Maltempo e frana in val di Fassa (FOTO e VIDEO): ripristinati acqua, energia e fognature in quattro rifugi. Lavori per sistemare alcuni sentieri
Proseguono gli interventi per il ripristino dei servizi essenziali nella zona di Gardeccia, dopo i danni causati dall’ondata di maltempo. Rimane il divieto di transito lungo la strada forestale. Le operazioni sono coordinate dalla Protezione civile del Trentino, assieme al Comune di San Giovanni di Fassa, la Sat, Adep, il soccorso alpino e le strutture tecniche provinciali

TRENTO. Si lavora al ripristino dei servizi essenziali nella zona di Gardeccia dopo la colata di fango e i danni causati dall'ondata di maltempo che ha interessato la val di Fassa (Qui articolo).
Nella giornata di ieri, martedì 4 agosto, sono state effettuate delle prove con traccianti per escludere l’eventuale presenza di ulteriori perdite nelle tubature.
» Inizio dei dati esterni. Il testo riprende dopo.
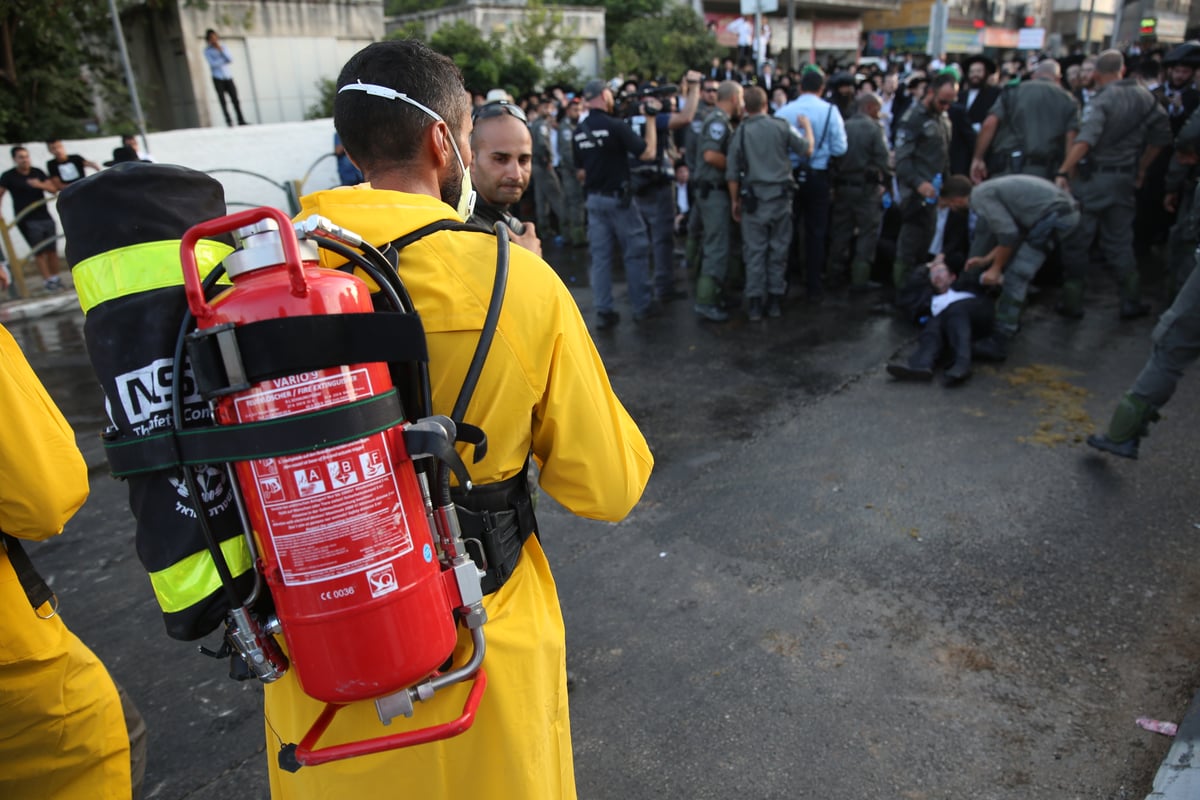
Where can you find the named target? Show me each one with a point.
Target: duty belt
(496, 521)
I test hanno confermato la funzionalità delle infrastrutture ripristinate.
Sono ancora in corso invece le attività per ripristinare, attraverso un bypass provvisorio, i servizi in direzione del rifugio Passo Principe, attualmente ancora privo dei collegamenti elettrico e fognario.
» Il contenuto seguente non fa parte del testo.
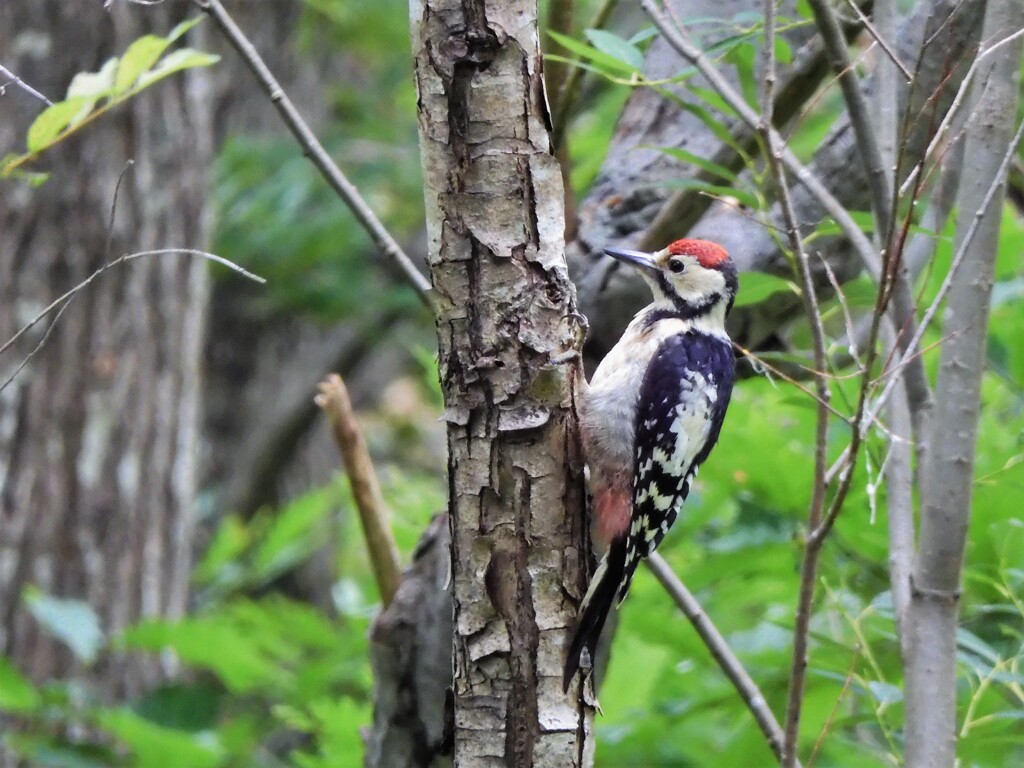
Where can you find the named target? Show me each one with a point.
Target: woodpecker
(650, 416)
L'approvvigionamento idrico viene garantito attraverso una pompa alimentata da un generatore elettrico, trasferito in quota grazie all'impiego dell'elicottero.

Il Comune di San Giovanni di Fassa ha emesso un'ordinanza che dispone il divieto di transito lungo la strada forestale di Gardeccia, a partire dall’intersezione con la strada di Pian Pecei, per garantire le condizioni di sicurezza.
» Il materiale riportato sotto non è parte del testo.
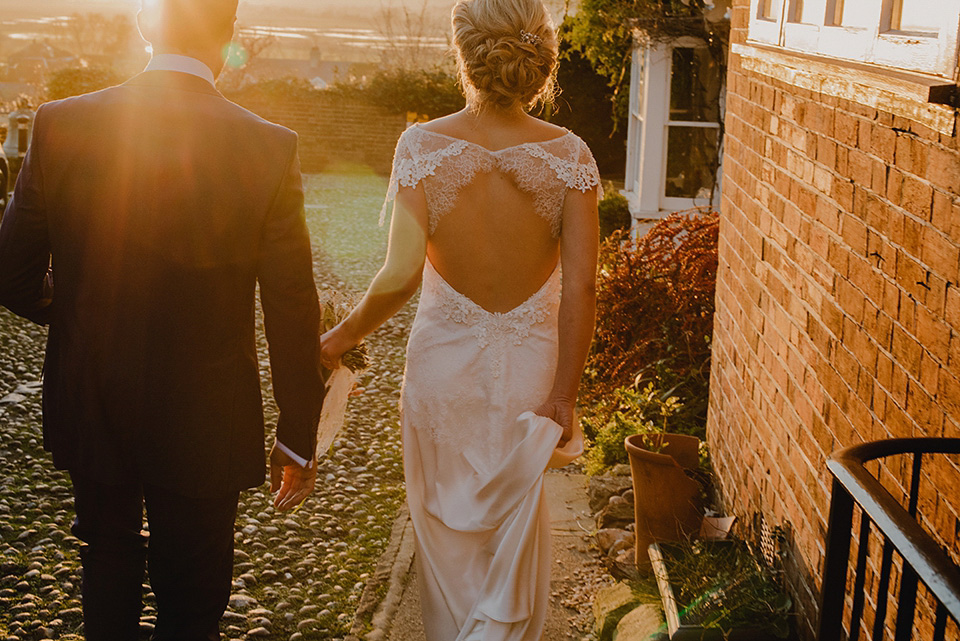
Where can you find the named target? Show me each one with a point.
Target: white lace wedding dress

Il transito è consentito esclusivamente ai mezzi impegnati negli interventi di ripristino, ai gestori delle strutture ricettive e ai fornitori.
Attualmente il collegamento da Ciampedie a Gardeccia è percorribile, mentre il sentiero 546 tra Gardeccia e il rifugio Vajolet non è invece accessibile.

Il sentiero 584 presenta alcuni crolli in più punti a monte del rifugio Vajolet e non consente il collegamento con Passo Principe e Antermoia.
Rimane aperto il tratto tra il rifugio Vajolet e il rifugio Re Alberto (542). La Sat è al lavoro per il ripristino della percorribilità dei tracciati
Le operazioni sono coordinate dalla Protezione civile del Trentino, con al Comune di San Giovanni di Fassa, la Società alpinistica tridentina, Adep, il soccorso alpino e le strutture tecniche provinciali.